The capital raising is regarded as “pre-IPO” for Li-S. It issued 40 million shares at 50 cents each to institutions and sophisticated investors.

Last month PPK executive chairman Robin Levison said the battery’s development had got to a stage where PPK and Deakin believed they had solved the issues that had kept lithium-ion at the front and Li-s behind it.

And “but we believe we are only a couple of weeks away from an outcome with the Li-s research’’.

“We believe that in every way you measure an electric vehicle battery – energy, density, recharge time, mileage, we think the Li-s will be at least three times superior,’’ Levison said.

A smaller, more effecient battery would potentially change the market for automobile manufacturing.

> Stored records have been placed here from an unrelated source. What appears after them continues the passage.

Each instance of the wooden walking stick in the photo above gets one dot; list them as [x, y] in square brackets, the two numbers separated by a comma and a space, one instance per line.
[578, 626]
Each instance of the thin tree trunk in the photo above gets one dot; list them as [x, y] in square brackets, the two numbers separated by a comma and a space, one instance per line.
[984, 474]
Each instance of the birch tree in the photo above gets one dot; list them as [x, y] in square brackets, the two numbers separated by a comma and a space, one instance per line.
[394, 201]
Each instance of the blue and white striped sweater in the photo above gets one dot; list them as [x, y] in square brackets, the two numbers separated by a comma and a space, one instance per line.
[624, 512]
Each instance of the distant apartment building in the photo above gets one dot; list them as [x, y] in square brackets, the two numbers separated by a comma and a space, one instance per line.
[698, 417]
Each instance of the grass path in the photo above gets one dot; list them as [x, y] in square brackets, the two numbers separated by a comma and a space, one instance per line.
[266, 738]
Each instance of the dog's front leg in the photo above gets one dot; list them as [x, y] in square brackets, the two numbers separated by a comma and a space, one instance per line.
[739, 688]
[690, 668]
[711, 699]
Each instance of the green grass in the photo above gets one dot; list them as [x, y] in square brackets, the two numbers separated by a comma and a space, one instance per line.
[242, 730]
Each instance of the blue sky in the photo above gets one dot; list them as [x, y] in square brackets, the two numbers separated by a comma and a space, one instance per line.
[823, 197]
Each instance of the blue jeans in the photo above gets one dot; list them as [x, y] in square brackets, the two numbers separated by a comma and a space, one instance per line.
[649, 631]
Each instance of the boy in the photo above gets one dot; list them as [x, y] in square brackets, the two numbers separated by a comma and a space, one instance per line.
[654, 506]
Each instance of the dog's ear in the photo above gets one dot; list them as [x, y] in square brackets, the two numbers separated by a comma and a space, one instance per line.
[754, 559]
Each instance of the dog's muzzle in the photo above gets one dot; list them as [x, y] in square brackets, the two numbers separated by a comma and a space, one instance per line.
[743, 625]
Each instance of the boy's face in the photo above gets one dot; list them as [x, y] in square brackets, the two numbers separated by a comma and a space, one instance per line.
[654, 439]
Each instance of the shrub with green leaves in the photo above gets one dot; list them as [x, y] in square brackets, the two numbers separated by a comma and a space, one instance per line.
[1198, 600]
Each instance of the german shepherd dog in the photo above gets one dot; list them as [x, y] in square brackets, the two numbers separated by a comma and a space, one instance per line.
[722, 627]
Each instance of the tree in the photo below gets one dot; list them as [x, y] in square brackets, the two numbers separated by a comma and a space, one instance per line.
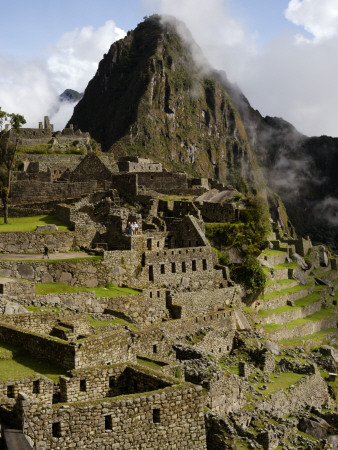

Li-s’s objective is to develop and commercialise a battery using boron nitrate nanotubes, which have been developed by Deakin and BNNT Technology.

Following the capital raising, PPK will hold 48.5 per cent of Li-S Energy, Deakin 20.8 per cent and BNNT 8.3 per cent.

The battery project is one of seven between PPK and Deakin using BNNT.

The market for rechargeable batteries is expected to reach $US43 billion ($A56.5 billion) by 2027 and Brisbane has some key companies in the sector such as PPK, Anteotech and Novonix.

The batteries are used in a wide range of products from cars to smart phones.